Der Tod als Teil des Lebens

Irgendwann kommt für uns alle der Herbst des Lebens, egal in welchem Alter. Als im Jahre 1992 im Göttlicher Heiland Krankenhaus Wien die erste Palliativstation Österreichs gegründet wurde, war der Tod im Gesundheitswesen ein Tabuthema. Unheilbar Kranke wurden in ihren letzten Stunden damals in vielen Spitälern in ein leeres Zimmer geschoben oder, noch schlimmer, nur durch einen Paravent von den anderen Kranken getrennt. Der Hospizgedanke war revolutionär, und die Ordensschwestern vom Göttlichen Erlöser finanzierten das erste Hospiz Österreichs aus eigenen Mitteln und Spenden.
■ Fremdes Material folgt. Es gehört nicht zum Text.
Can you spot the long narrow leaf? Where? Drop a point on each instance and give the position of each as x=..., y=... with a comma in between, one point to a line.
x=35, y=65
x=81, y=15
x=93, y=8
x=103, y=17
In der Palliativstation St. Raphael werden pro Jahr rund 220 Menschen betreut, seit der Gründung waren es fast 5.000. Hier arbeiten Expertinnen und Experten für Palliativmedizin, Pflege, Physio-, Ergo- und Psychotherapie, Logopädie, Diätologie, Sozialarbeit und Seelsorge sowie ehrenamtlich Mitarbeitende zusammen. Dieses Team gibt den unheilbar Kranken und ihren Angehörigen den Raum, Wichtiges zu besprechen oder alte Verletzungen zu heilen.

Das braucht Zuwendung und Aufmerksamkeit für alle Beteiligten. 28 Jahre nach der Gründung ist diese Abteilung nicht mehr die einzige in Österreich. Spenden ermöglichen solche Leistungen, die weit über das übliche Maß hinausgehen. Damit der Abschied vom Leben genauso würdevoll und menschlich verläuft wie der Start, die Geburt.